I don’t want to reinvent the wheel. As a manager I get completely annoyed when I pay someone to do something and they don’t check online first to see if someone else has done it. You have to be doing something pretty special for there to be no examples that are similar to what you’re doing. So steal it. Start with whatever someone else has, and then customize it for yourself.

The world is full of templates if you look at it that way. Unfortunately school tells us that is plagiarism or cheating, but in the real world, it’s just being smart.

There are templates for resumes.

There are templates for how-to videos.

There are even templates for becoming a bestselling author.

The reason templates exist is to establish best practices. People make templates because they know what they are doing. Use them. Or at least take a look before you start something from scratch.

When I started homeschooling I looked for templates. I spent a lot of time on that. But I noticed is that the only templates we have for education are the national curricula, which assumes a teacher is somehow better than a parent. Or the Christian curricula which assumes a Christian is better than a non-Christian. And I was not going to feel good about using either of those templates.

I don’t want to reinvent the wheel. But when I have no choice, I can do it. But I think most of my journey in homeschooling has been recognizing that I’m doing okay without a template.

Here are some of the questions I’ve had to answer for myself:

What counts as homeschooling? 

I quickly realized that my vision of a one-room schoolhouse was not happening.  Even as a six-year-old my son wanted to clothes shop all the time, and he felt no purchase was complete without a photoshoot.

I took so many photos of our weekly trips to the GAP that I considered doing a weekly GAP photo on this blog. But then shopping trips stretched into hours because he made me document everything he tried on.

I worried I had created a monster.

I played homeschooler mind games.

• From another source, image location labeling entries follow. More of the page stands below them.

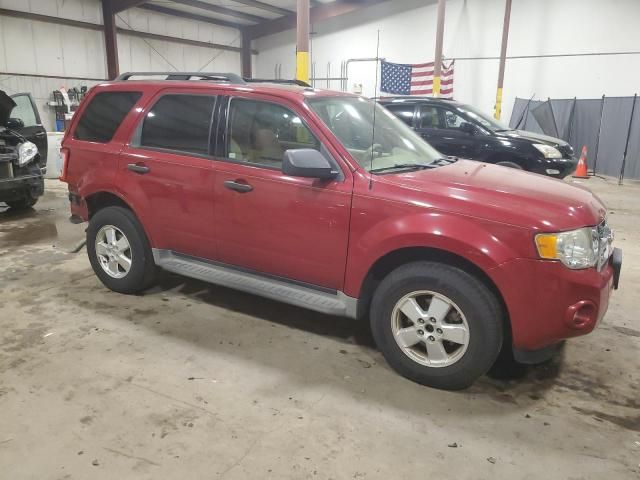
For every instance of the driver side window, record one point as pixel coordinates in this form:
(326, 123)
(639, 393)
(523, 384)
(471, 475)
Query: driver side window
(452, 120)
(260, 132)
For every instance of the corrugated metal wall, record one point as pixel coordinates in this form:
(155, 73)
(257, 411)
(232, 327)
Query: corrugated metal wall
(40, 48)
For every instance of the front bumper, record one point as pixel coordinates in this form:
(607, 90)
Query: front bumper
(548, 302)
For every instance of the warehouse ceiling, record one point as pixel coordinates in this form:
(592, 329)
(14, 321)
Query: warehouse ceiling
(255, 18)
(241, 12)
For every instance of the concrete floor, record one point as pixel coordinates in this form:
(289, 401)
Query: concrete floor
(196, 381)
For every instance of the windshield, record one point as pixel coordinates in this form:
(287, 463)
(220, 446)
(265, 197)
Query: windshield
(486, 121)
(395, 146)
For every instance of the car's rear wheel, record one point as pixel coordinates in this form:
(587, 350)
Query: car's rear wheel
(436, 324)
(119, 251)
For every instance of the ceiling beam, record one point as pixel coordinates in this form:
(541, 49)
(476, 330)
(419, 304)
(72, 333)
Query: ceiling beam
(264, 6)
(319, 13)
(121, 31)
(220, 10)
(185, 41)
(188, 15)
(120, 5)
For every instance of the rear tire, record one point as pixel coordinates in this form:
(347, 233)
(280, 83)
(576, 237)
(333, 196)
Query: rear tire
(119, 251)
(454, 301)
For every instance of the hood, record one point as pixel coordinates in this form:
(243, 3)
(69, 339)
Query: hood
(535, 137)
(6, 106)
(499, 194)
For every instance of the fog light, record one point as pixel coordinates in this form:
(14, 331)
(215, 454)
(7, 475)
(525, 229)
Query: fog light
(581, 315)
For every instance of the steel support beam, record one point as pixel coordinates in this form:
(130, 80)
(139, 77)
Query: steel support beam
(120, 5)
(503, 58)
(437, 69)
(302, 41)
(152, 7)
(123, 31)
(323, 11)
(110, 39)
(245, 56)
(220, 10)
(264, 6)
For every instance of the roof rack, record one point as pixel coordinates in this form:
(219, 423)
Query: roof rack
(218, 77)
(300, 83)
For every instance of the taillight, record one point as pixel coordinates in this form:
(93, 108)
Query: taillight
(64, 153)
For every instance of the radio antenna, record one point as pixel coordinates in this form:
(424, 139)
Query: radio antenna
(375, 101)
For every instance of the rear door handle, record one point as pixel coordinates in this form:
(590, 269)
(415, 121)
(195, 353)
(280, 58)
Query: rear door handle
(141, 169)
(238, 187)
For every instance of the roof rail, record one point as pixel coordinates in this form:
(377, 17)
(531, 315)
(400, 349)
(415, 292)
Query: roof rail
(219, 77)
(277, 80)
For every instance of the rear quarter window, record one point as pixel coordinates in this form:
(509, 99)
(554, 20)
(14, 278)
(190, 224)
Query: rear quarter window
(104, 114)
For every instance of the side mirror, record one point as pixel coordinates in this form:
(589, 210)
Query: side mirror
(309, 163)
(468, 128)
(15, 124)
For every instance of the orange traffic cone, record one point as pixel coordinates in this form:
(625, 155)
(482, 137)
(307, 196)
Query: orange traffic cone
(581, 170)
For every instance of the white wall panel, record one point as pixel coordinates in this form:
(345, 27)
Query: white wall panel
(55, 50)
(473, 28)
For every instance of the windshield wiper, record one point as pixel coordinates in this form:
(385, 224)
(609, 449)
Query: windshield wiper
(438, 162)
(417, 166)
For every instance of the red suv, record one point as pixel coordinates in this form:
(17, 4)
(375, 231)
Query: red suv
(326, 201)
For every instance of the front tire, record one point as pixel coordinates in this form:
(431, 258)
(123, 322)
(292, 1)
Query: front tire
(24, 203)
(119, 251)
(436, 324)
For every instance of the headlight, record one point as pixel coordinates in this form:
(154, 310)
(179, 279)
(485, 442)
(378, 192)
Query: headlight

Like telling myself that with a tight budget he could learn some math. Or diversified clothing stores means diversified learning opportunities.

But it was positively freeing when I realized that loving to buy clothes is really typical of people with his personality type. (ESFP) And knowing a kid’s personality type makes parenting with confidence so much easier. After that, I didn’t feel like I was responsible for making him a clothes horse. That’s just part of who he is.

I came to the conclusion that if homeschooling is letting a kid choose how to explore the world, on their own terms, then weekly shopping trips to the GAP were an example of my own stellar parenting. And, besides, his attention to fashion helped him land a one-day apprenticeship with a pair of stylists.

Are other people as lonely as I am? 

This is a big question from homeschool parents. Because it’s not like homeschooling means hanging out in a commune with a bunch of other parents who think like you. It means getting your kids whatever they need (and deciding constantly on what it is that they need).

So yeah, homeschooling is lonely. But I was actually lonely when I was not homeschooling as well. I was lonely when I gave speeches all over the country. I was lonely when I had two full-time nannies. I was lonely off the farm. I was lonely on the farm. I think lonely people are just lonely.

I think there are people who would say homeschooling is not lonely, but they’d also say the rest of life is not lonely either. And they would be wrong. But that’s for another post.

Are my kids okay?

I don’t know. I do know, though, that my obsessive worrying is, in part, a problem with me being in bad relationships.

So I should stay away from bad relationships. Okay. I am going to do this.

Everything I own right now is still at the farm though. And the Farmer is done with me. And the kids. He sent me a text that said he’ll call the police if I come back. I didn’t know we wouldn’t be going back so I didn’t bring anything to Swarthmore. Now I think about the photos and the notes and the journals and everything else that I am not totally sure I’m going to be able to retrieve.

And suddenly the pictures I’ve been saving on my server for future posts are so valuable to me.

And I want them now, in a post, so I know they are here on my blog. Because this might be my template for showing myself that my kids are okay.